The trip down the slopes was much faster than going upslope, although it wasn’t easy. The four Talons bickered and harassed each other as was their custom, Sam brooded, Astkar kept his own council, and Fu Hao smelled nearly every type of plant they passed. By the second hour she was able to stop wearing the cloth across her eyes so long as she kept her hat tipped low across her face. Each evening after dark she left the group to dance on high ground under the stars.

“So how did time pass for her in the prison?” Sam asked Astkar while the former Chinese general was trotting off to examine an interesting rock outcropping.

“Much like being in a dreaming state, into which followers were able to link views of the outside world,” the mage explained. “That is as much a part of the prison as the physical structure. Obviously, a person as resourceful as my Lady would have been able to extract herself if she had been fully aware.” 

“Sleeping Beauty,” Jeff observed. “Only instead of a kiss she needed a hand job from Derek.”

“I wish,” the Shadowmancer rolled his eyes. “When that door vanished I figured I was toast.”

“She really seems to be happy to see the real world,” Shad observed, watching Fu Hao chase a rabbit.

“Indeed,” Astkar’s sour face twitched into something that approached a smile. “Of course, the imminence of death makes each moment sweeter.”

“Death? I thought she said she could do this?” Fred objected.

“Closing the road is within our means. Surviving after the roads collapse and you depart is another matter entirely. The Twelve will be undone, but their undead horde will remain, and she will only have my assistance.”

“What about this army she said she was calling?”

“She works upon that each evening. The…well, I suppose you could describe it as dancing.”

“No, I mean why will they not help after the roads are cut?”

“They are of your world, shades of those who have fallen. The opening of the roads allows their calling.”

“Undead?” Shad asked suspiciously.

“No. Just warriors who are willing to suffer battle and risk the pains of death one more time in defense of what they once held dear. When the roads close they will return to their rightful place.”

“Leaving you and Fu Hao facing an army of wights,” Derek said slowly.

“Yes.”

“Both of you are expecting to die.”

“Just so.”

“Why?
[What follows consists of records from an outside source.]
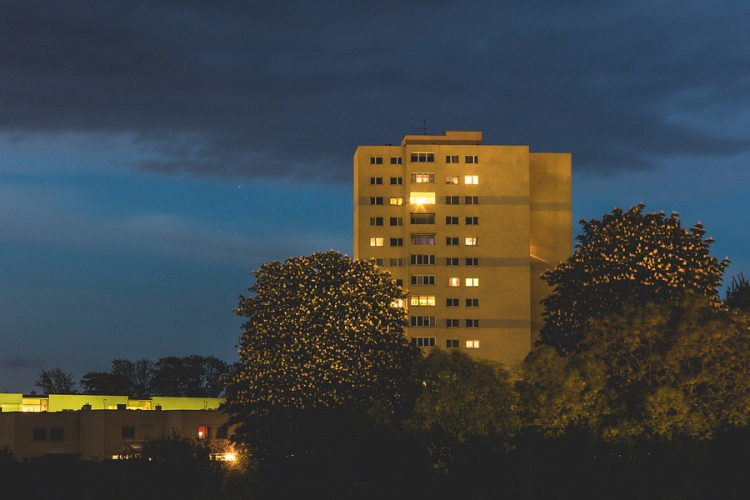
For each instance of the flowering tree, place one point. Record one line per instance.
(322, 334)
(627, 255)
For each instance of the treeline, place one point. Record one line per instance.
(193, 375)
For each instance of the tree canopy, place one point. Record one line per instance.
(321, 333)
(626, 256)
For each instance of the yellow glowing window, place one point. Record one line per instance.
(422, 300)
(422, 198)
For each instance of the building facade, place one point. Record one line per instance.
(466, 229)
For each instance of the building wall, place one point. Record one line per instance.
(519, 210)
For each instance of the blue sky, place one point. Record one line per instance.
(152, 154)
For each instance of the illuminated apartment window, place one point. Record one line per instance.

I mean, why
you
? Fu Hao is fighting for the land of her birth, but why are you fighting?” Shad asked.

“This is my land, my world,” Astkar turned his darks eyes to the horizon. “It is far from perfect, but it is what it is. The Twelve have much larger plans than just revenge-the dark attacker is merely the first step in their endeavors. If the Council succeeds their grand ambitions will grind the lives of tens of thousands of ordinary men and women into the dirt and reshape our world into something that is much worse than the tribulations common today. I am not inclined to stand by and allow that to happen.”

The Talons lapsed into a thoughtful silence as they worked their way down-slope. Tired of chasing rabbits and birds, Fu Hao rejoined them, flushed and smiling. “What a grim band of warriors,” she chided the group. “I have seen funeral processions that were more jolly.”

“We were just pondering the coming battle, my Lady,” Astkar gestured vaguely, perhaps towards the future.

“What will happen, will happen,” the warlord slapped her sword hilts. “No one ever won by sighing and weeping.”

“Hookers and beer!” Jeff grinned.

She missed the reference but caught the spirit and grinned. “The Tu-Fang resisted the formation of a greater state for generations, but I broke them in the field. The Yi, the Quang, and the Ba fell each in their own turn, undone by over confidence and a failure to understand their warriors. To win, first you must conquer your fears.”